An Interpretable Free-text Keystroke Event Sequence Classification Model

doi: 10.11999/JEIT211567
  • Received Date: 2021-12-27
  • Accepted Date: 2022-06-01
  • Rev Recd Date: 2022-05-22
  • Available Online: 2022-06-07
  • Publish Date: 2023-02-07
  • TypeNet is a Siamese network model based on two-layer Long-Short Term Memory (LSTM) branch structure. It has achieved good results in the classification of free-text keystroke event sequences, but lacks interpretation. Therefore, the TypeNet model is transformed, and a Siamese network TypeNet II based on a single-layer LSTM branch structure is proposed. A multi-layer perceptron is used to measure the similarity of two feature sequences reflected by the absolute value of the difference between the output embeddings of the two branches.

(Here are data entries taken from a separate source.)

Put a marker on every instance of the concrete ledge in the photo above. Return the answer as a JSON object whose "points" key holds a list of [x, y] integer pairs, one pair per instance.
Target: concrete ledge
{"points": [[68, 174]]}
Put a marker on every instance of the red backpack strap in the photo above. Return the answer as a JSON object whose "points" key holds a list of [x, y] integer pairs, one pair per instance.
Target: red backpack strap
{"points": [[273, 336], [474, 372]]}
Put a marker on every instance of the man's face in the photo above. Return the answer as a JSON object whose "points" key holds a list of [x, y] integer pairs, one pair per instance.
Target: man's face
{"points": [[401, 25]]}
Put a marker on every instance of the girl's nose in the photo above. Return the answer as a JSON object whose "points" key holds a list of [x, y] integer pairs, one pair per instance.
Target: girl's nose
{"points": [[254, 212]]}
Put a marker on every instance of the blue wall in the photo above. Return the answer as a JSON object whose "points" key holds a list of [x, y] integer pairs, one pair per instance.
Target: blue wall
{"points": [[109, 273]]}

After the model training, the multi-layer perceptron is simulated by a multivariate binomial expression. Based on the obtained multivariate binomial expression, the classification judgment of the model can be explained. The experimental results show that the classification effect of the TypeNet II model exceeds the existing TypeNet model. The results of multivariate binomial regression are generalized, and there is a nonlinear relationship between the absolute value of the difference of the embeddings and the similarity measure.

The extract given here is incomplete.